No obstante, Jesús no le juzga.  Más bien, inicia conversación con ella.  Hablan de algo que tienen en común: el agua.  Le pide a la mujer agua del pozo.  Cuando ella responde con sorpresa, Jesús le ofrece “agua viva”.  Supuestamente “agua viva” es el agua fresca que mana de una manantial.  Pero Jesús tiene en menta algo más.  Al decir “agua viva”, él quiere decir la gracia renovadora del Espíritu Santo que renueva a la persona.  Es como una carga a un batería descargado.  Le proporciona la oportunidad de mover de su condición de pecado a la libertad de hija de Dios.

Jesús nos extiende a todos nosotros la misma oportunidad.  Por el evangelio llamándonos desde afuera y el Espíritu Santo moviéndonos desde adentro, Jesús nos ofrece la liberación del pecado.  Sus palabras nos despiertan de la complacencia.  En el evangelio sus palabras recuerdan a la samaritana del desorden de su situación matrimonial.  En un cine famoso la advertencia de Jesús que no vale el mundo entero la pérdida del alma sacude la conciencia de un traidor.  Con igual insistencia el Espíritu nos urge acudir la confesión donde se nos quitan los pecados como las tinieblas con los primeros rayos de la luz. 

Pero muchas veces nuestros vicios nos adhieren como chupasangres.

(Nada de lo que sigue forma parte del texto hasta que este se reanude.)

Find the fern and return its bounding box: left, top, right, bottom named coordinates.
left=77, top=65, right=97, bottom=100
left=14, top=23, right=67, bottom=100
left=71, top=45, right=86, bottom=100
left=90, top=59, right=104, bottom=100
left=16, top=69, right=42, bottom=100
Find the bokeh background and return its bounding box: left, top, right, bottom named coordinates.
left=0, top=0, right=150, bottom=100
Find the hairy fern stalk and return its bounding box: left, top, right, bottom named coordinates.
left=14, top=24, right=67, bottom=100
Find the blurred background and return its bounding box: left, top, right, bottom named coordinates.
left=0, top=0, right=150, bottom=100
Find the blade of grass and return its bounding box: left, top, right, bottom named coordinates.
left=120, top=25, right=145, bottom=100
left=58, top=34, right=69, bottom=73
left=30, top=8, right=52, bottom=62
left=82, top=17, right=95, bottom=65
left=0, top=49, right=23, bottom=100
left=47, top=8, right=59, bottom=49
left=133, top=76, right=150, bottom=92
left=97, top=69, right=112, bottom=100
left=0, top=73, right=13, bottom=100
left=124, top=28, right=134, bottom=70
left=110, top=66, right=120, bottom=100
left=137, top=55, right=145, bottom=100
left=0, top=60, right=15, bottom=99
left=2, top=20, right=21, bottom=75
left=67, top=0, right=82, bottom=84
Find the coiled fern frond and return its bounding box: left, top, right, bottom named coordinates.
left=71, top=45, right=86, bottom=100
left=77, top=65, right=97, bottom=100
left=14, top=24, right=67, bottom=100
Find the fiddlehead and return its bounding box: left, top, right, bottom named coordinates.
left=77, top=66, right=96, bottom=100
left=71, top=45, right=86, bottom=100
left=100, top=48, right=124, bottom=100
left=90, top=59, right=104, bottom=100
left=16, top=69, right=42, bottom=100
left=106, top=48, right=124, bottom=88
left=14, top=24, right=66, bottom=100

Sabemos que deberíamos hacer cambios, pero algo dentro nosotros los resisten.  Digamos a nosotros mismos que el misericordioso Dios perdonará nuestros pecados. O posiblemente nos convenzamos de que los pecados sean tan plasmados que no sea posible arrancarlos.  En la primera lectura los israelitas resisten poner confianza en el Señor.  Dicen que estuvieran haciendo mejor en Egipto con abastos del agua que vagando sedientos en el desierto.  La samaritana quiere cambiar el tema cuando Jesús menciona su pasado sórdido.  Prefiere discutir las diferencias teológicas entre judíos y los samaritanos que examinar su vida con el mejor de consejeros. 

Jesús no le permite evitar la necesidad de arrepentirse.  Le dice, “…la salvación viene de los judíos”.  Eso es, él viene de los judíos, y tanto nosotros como ella debemos enfrentar la verdad de nuestras vidas ante él.  Pero no ha venido para castigarnos por nuestras culpas.  Más bien, ha venido para salvarnos de ellas.  Es como un médico que no echa la culpa a su paciente con cáncer por haber fumado sino hacer todo posible para curárselo.

Sabiamente la mujer se somete a la misericordia del Señor.  Deja su cántaro, el símbolo de sus pecados, atrás mientras se va a contar a los demás de él.  Que hagamos nosotros lo mismo.  Después de confesar nuestros pecados que digamos a los demás de la bondad del Señor.  Que digamos a otros de Jesús.